Mapping Industry Responding to the Trends of Autonomous Driving
Introduction
Recently, the emergence of autonomous driving technologies that rely entirely on end-to-end AI learning has reignited the fundamental question whether High Definition Maps (HD Maps) are really necessary. The mapping industry is adapting to a sustained trend where commercial passenger vehicles are taking longer than anticipated to reach full self-driving, instead being equipped with Level 2/3 Advanced Driver Assistance Systems (ADAS) for extended periods. Consequently, the mapping companies are shifting their focus: slowing down the expansion of high-cost HD Maps and adopting a dual strategy that prioritizes ADAS Maps for their superior mass-production efficiency. This report examines the indispensable roles that maps must play in autonomous driving and analyzes the methods that major global mapping companies use to develop and commercialize maps for this purpose.
Autonomous Driving: Are Maps Truly Necessary?
The reality is that companies like the UK-based autonomous driving firm Wayve are implementing and commercializing autonomous driving using only cameras, sensors, and End-to-End AI training without HD Maps. This long-standing debate—whether maps are truly necessary for autonomous driving and what their function should be—needs a fresh look.
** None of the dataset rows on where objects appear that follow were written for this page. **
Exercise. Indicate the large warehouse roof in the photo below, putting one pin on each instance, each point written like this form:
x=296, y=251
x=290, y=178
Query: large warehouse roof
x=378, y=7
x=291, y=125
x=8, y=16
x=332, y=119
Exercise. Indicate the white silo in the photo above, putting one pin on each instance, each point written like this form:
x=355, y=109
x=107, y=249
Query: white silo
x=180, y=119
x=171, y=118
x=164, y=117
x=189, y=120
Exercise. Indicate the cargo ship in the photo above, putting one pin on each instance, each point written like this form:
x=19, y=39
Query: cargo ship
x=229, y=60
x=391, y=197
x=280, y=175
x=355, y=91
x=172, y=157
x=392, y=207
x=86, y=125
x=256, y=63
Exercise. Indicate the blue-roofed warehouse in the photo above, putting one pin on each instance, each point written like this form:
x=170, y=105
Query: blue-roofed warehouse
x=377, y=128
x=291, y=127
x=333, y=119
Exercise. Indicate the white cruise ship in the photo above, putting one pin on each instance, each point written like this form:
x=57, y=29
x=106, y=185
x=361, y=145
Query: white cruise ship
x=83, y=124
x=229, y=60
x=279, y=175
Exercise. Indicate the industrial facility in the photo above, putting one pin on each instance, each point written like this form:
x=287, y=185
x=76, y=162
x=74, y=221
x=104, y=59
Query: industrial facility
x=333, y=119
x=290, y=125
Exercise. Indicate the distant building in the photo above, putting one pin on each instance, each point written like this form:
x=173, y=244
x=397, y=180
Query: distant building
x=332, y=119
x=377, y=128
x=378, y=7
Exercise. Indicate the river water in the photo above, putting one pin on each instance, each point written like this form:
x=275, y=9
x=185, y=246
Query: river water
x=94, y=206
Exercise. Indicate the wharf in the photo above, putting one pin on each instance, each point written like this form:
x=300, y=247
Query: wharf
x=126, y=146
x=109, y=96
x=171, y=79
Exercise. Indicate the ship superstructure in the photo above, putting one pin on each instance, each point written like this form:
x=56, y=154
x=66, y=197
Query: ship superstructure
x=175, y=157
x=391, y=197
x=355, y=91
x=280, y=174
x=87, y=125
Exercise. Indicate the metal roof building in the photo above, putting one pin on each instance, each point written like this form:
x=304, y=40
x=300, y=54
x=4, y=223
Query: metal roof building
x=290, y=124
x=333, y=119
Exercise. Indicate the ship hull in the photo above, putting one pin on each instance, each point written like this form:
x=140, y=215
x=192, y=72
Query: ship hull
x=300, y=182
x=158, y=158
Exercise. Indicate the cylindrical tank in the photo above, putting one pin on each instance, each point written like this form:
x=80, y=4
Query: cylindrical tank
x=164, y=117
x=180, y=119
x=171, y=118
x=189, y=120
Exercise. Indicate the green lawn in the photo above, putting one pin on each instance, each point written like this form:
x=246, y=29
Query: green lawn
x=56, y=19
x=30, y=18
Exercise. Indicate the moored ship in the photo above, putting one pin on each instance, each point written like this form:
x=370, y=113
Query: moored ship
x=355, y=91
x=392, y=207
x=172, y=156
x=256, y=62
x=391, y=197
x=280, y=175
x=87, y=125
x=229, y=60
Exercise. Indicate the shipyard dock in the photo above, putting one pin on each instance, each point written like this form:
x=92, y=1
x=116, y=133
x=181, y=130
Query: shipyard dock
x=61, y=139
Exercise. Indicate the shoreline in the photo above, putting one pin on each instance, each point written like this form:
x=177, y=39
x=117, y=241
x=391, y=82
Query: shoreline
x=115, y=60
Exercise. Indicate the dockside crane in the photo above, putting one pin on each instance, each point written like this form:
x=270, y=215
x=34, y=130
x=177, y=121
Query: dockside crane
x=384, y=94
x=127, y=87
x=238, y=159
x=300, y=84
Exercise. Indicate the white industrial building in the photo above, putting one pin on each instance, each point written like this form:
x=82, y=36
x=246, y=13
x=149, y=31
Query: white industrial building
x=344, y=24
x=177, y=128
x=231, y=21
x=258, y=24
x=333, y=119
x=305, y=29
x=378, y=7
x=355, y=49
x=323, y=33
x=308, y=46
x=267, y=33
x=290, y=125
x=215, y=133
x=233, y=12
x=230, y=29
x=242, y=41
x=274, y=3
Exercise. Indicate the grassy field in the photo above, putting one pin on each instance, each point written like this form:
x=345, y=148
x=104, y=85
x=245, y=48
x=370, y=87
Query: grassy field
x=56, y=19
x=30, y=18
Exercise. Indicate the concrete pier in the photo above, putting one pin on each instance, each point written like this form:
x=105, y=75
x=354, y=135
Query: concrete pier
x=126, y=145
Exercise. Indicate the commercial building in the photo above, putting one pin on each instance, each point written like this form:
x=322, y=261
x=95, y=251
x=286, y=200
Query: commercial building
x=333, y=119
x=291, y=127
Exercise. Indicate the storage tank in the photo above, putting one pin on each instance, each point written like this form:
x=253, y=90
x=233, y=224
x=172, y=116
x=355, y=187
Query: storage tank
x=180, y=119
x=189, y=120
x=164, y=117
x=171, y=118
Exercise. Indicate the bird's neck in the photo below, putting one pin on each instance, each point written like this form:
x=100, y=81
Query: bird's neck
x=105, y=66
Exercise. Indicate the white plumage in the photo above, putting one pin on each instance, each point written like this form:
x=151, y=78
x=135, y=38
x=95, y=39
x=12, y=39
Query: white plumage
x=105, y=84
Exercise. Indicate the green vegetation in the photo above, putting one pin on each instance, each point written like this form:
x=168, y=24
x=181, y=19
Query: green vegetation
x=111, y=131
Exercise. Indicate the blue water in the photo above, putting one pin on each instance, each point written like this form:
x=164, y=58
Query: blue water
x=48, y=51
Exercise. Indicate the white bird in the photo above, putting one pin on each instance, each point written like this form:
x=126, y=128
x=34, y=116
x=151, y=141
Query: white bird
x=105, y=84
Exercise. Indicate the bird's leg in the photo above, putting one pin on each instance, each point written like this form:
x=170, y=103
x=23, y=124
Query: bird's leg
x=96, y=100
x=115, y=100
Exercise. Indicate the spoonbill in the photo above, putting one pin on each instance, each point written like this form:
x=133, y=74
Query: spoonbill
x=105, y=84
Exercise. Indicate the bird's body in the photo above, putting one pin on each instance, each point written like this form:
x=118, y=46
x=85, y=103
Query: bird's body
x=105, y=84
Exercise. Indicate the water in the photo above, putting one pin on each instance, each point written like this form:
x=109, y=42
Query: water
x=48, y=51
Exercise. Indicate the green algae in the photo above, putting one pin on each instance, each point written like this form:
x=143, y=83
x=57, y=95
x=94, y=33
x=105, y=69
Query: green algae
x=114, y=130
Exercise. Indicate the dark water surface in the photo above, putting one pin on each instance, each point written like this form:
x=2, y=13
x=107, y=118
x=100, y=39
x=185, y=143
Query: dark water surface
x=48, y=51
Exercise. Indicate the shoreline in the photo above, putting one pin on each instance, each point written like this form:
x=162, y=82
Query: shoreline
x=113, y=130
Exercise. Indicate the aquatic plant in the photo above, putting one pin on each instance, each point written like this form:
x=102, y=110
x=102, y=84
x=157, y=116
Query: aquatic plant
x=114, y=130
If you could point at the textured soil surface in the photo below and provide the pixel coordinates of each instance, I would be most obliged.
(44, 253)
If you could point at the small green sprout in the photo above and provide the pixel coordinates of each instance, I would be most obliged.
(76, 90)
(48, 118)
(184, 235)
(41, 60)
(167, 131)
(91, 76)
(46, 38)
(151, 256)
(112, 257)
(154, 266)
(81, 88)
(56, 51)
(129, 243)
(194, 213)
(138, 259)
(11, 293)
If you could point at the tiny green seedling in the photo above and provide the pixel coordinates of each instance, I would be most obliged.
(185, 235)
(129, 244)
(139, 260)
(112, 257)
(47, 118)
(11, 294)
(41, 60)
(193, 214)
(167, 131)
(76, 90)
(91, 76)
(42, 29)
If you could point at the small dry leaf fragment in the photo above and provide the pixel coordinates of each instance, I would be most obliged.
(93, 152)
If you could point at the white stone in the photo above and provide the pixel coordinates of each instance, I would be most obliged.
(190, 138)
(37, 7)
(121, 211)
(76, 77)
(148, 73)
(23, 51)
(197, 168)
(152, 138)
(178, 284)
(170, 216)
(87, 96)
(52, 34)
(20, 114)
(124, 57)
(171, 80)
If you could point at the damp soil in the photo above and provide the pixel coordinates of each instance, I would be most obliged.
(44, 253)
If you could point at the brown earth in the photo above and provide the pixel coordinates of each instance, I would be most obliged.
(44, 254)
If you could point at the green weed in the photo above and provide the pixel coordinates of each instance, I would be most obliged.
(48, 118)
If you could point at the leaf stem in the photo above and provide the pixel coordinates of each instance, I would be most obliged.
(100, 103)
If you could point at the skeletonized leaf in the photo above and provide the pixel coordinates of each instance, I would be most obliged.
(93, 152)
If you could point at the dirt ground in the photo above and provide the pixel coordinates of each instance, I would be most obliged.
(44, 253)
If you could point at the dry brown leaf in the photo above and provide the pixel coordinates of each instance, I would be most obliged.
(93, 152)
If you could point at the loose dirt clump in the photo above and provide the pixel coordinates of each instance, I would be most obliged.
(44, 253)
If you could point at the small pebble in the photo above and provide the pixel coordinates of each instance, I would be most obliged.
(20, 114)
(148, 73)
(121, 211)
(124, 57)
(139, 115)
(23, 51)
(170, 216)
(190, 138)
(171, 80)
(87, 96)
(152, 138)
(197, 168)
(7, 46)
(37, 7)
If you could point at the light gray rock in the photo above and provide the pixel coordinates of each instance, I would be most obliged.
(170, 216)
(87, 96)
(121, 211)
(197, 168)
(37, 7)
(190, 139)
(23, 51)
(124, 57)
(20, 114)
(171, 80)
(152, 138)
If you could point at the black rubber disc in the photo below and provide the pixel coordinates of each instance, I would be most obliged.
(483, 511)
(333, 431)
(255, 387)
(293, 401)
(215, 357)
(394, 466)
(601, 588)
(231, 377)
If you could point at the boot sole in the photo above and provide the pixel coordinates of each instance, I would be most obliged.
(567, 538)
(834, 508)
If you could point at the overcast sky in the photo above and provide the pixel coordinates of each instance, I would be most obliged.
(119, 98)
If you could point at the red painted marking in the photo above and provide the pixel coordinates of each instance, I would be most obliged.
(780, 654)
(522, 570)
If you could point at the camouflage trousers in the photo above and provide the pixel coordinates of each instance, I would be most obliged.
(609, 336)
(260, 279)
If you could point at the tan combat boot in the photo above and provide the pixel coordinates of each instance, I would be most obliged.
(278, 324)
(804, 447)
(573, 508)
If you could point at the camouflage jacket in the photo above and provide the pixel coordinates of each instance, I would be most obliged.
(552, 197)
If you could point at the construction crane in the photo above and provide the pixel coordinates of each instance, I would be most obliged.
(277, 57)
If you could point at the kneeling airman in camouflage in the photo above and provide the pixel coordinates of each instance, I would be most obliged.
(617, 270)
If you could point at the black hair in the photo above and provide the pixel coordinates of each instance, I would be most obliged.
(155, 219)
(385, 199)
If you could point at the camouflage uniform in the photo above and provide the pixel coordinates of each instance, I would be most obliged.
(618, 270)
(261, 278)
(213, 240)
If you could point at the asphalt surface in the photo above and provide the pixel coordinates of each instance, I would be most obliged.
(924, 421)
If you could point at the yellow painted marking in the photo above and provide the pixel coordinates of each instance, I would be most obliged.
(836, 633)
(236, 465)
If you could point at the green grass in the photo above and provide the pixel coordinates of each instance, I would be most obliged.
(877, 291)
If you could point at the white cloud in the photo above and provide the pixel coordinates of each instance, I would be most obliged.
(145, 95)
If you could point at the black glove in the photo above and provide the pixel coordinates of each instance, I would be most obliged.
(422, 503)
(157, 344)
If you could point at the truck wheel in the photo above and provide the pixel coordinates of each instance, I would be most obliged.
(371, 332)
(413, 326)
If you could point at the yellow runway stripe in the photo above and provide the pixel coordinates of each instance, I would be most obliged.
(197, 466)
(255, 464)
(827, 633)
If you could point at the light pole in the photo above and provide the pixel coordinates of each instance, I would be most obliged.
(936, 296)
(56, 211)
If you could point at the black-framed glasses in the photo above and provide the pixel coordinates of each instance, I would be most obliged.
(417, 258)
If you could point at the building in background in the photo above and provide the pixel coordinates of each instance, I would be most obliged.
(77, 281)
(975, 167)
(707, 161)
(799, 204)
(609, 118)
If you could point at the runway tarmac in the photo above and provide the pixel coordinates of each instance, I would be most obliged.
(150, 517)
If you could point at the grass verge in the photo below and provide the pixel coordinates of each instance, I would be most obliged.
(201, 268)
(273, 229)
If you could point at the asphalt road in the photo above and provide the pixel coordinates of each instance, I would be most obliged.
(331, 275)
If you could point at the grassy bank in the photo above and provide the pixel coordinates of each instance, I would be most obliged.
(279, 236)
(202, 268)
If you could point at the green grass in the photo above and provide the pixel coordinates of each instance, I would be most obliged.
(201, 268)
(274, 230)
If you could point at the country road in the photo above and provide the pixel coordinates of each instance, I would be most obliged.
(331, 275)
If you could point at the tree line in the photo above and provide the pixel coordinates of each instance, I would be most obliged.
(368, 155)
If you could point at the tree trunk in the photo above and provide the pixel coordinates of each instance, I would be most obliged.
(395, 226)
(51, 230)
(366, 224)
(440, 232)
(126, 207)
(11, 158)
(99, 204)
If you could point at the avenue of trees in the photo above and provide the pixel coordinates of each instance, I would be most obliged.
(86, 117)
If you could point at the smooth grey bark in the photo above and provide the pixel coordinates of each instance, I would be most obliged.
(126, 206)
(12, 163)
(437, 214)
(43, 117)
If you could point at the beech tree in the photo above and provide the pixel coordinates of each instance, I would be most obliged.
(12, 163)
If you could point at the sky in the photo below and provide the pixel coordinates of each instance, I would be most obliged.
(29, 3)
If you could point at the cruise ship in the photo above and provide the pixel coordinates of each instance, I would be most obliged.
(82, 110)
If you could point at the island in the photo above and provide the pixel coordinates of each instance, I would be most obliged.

TomTom, a major global mapping player, lists 11 reasons why maps are essential for autonomous driving.1https://www.tomtom.com/products/orbis-maps-for-automation/ Assuming the continuous evolution of cameras, sensors, and computing power, five core roles for maps in autonomous driving will ultimately remain critical:
High-precision Positioning
Maps do more than just use GPS to determine the vehicle’s location. They leverage pre-stored data to help the system precisely identify the distance and relationship between the vehicle and surrounding objects, for instance, pinpointing the exact lane the vehicle drives.
Safe Path Planning
Setting a safe driving route is crucial for the vehicle to reach its destination. This function cannot be executed without the diverse data maps including road network and location information for the start and end points (geocoding).
GNSS Interference Mitigation
When the vehicle is passing areas where Global Navigation Satellite System (GNSS) signals are temporarily interrupted or lost, such as tunnels or densely built urban areas, alternative means of localization is required. In such segments, relying on pre-stored HD Maps is advantageous for maintaining safe driving.
Safety Assurance
Maps contribute to autonomous system safety by providing an information source that is independent from sensors. Human analysis can predict edge-case scenarios that sensors or AI training might miss. Integrating this information onto a map allows for updating the Operational Design Domain (ODD), which ultimately contributes to better safety.
Simulation
Conducting a simulation within a virtual space that replicates the real road environment is an essential step for training and validating autonomous vehicle AI. Maps provide the foundational data necessary to create this virtual space, or Digital Twin environment.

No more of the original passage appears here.